On May 5, 1962, Shepard repeated Gagarin's accomplishment, becoming the first American in space. On May 25, Kennedy gave a speech to Congress asking the country to commit itself "to achieving the goal, before this decade is out, of landing a man on the Moon and returning him safely to the Earth." Already, Kennedy's ideological argument was taking the soaring tinge so familiar in his subsequent discussions of space. "If we are to win the battle that is now going on around the world between freedom and tyranny," he argued,
the dramatic achievements in space which occurred in recent weeks should have made clear to us all, as did the Sputnik in 1957, the impact of this adventure on the minds of men everywhere, who are attempting to make a determination of which road they should take .... Now it is time to take longer strides -- time for a great new American enterprise -- time for this nation to take a clearly leading role in space achievement, which in many ways may hold the key to our future on earth.
From expediency to enterprise.
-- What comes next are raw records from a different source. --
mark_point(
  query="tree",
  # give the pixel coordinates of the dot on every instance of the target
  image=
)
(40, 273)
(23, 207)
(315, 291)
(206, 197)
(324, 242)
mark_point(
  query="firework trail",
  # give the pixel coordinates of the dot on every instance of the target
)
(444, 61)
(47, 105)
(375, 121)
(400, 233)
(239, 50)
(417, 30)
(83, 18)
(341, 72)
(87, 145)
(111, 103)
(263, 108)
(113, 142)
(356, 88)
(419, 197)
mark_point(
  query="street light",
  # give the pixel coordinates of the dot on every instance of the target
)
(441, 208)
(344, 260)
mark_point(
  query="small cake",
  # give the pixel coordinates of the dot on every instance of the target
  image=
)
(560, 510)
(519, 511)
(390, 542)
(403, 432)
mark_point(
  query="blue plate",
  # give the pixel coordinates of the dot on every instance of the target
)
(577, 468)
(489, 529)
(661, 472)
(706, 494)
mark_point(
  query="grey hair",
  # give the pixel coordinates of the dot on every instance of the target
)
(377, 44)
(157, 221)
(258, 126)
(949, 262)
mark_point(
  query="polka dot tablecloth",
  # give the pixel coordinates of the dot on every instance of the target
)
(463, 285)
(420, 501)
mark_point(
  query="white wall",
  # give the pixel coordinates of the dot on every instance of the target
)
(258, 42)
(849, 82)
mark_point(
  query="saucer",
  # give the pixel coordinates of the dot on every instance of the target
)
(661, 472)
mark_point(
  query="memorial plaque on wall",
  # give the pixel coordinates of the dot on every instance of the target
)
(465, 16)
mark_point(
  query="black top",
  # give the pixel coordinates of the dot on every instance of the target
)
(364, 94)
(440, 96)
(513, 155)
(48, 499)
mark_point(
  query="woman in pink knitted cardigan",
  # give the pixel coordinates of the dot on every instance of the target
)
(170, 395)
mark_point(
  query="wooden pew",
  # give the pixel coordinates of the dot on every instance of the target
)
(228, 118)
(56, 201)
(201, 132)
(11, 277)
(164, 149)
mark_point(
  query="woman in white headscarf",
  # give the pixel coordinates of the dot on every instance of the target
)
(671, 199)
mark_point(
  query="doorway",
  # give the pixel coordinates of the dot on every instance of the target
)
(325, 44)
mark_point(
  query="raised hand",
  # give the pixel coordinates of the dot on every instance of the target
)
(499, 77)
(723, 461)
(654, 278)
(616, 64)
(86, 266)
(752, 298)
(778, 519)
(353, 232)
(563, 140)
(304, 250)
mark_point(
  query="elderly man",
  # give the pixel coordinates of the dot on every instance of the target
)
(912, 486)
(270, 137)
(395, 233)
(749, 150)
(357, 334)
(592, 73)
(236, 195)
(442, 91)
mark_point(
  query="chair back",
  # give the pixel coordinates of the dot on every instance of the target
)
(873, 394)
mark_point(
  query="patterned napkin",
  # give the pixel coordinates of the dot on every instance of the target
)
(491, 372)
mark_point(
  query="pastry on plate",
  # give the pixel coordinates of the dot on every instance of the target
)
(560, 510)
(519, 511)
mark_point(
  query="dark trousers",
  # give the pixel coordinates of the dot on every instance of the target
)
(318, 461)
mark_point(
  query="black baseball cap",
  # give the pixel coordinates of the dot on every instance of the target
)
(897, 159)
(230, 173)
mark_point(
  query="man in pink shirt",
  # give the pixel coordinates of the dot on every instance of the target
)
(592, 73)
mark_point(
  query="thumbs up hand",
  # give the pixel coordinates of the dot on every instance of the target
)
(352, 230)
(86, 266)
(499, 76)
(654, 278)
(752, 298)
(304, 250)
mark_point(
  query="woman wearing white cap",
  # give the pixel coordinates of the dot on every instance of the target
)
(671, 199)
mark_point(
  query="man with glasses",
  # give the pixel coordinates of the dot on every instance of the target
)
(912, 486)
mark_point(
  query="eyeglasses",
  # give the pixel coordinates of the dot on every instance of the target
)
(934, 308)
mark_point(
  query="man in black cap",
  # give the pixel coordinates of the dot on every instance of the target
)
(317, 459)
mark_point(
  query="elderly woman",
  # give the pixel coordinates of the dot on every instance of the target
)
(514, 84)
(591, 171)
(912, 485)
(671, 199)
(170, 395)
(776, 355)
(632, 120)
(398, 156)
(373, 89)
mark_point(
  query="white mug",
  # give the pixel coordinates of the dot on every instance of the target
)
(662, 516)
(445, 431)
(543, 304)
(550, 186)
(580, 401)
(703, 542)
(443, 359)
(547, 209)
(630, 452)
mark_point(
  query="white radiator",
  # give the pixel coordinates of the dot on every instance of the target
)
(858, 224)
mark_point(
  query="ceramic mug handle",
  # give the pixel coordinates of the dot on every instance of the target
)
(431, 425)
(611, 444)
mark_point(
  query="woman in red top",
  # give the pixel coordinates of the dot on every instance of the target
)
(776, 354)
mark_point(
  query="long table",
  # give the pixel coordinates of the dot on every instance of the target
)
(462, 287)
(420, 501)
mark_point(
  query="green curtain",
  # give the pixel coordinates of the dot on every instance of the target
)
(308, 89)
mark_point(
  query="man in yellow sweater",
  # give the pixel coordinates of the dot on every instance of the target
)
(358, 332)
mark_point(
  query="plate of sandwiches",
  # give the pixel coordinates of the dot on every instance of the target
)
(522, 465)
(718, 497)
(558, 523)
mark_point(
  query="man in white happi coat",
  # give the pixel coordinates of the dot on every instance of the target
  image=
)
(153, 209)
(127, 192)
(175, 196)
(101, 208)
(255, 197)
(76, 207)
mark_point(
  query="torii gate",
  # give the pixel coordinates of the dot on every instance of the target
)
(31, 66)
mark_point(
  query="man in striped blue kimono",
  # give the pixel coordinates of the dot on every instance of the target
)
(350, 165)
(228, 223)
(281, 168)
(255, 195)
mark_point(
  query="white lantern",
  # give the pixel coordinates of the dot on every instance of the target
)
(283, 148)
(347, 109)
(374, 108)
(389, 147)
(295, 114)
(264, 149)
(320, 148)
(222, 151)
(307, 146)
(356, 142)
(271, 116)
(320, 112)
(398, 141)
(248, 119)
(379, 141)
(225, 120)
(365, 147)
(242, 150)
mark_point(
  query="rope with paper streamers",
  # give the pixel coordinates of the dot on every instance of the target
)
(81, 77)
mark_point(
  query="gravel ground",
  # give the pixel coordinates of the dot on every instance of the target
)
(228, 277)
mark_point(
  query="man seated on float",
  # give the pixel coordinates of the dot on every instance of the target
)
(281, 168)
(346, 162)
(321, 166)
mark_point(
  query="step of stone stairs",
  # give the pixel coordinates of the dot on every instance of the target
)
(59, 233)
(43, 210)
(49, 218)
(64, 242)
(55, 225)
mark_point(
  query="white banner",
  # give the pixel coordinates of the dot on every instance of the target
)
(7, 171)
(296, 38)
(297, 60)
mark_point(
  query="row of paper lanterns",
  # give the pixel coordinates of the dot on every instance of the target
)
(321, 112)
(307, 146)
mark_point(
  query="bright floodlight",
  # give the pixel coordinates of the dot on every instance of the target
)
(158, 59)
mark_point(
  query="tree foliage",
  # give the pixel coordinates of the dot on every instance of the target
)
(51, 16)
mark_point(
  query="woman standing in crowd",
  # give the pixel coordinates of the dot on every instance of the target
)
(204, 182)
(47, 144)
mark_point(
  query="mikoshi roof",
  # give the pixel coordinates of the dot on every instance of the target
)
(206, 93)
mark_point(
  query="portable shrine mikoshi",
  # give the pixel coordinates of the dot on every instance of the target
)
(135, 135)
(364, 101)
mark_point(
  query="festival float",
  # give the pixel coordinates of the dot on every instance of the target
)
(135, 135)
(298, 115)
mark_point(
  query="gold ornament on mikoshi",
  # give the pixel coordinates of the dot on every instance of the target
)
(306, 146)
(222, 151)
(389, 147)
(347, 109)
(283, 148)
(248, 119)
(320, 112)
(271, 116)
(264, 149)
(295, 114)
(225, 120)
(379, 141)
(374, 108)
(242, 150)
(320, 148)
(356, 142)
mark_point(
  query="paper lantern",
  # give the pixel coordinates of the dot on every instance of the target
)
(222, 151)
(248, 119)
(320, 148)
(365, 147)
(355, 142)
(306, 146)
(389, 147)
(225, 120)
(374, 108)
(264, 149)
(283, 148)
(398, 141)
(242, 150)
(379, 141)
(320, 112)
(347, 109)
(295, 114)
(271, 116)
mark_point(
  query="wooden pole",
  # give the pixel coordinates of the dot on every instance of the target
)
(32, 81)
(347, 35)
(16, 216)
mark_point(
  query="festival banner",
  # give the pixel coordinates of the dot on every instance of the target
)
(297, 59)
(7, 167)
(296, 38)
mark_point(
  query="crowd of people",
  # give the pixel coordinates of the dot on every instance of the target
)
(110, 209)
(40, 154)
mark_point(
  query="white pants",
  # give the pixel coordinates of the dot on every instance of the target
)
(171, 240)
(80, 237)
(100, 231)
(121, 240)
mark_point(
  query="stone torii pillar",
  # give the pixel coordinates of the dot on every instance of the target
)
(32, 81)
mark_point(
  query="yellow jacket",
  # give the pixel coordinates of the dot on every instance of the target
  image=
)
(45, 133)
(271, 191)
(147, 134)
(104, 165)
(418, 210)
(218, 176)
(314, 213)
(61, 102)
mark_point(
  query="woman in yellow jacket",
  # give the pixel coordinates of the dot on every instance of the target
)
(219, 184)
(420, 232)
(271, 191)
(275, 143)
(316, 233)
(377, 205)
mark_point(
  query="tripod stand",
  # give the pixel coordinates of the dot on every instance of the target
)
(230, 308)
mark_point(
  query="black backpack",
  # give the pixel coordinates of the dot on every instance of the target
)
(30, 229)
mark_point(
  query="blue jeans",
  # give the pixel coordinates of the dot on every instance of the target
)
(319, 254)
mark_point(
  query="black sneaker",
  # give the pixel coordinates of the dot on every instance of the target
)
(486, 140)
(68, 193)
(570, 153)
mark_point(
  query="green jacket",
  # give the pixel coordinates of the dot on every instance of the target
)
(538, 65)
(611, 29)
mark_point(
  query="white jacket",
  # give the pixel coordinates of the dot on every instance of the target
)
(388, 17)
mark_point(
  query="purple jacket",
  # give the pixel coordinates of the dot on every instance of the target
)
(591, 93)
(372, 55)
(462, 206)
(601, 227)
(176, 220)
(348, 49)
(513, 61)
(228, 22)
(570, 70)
From steps to strides. From earth's muddy present to its gleaming future. That might complicate the story of aspiration and exploration that we've come to associate with Kennedy and with Earth's earliest forays into space. It might emphasize the way the dullest features of humanity -- competition, vindication, pride -- helped propel human soles to the lunar surface. Then again, it doesn't change the impact of the all-too-earthly decisions made those fifty years ago. We chose, either way, to go to the moon. Not because it was easy, but because it was hard.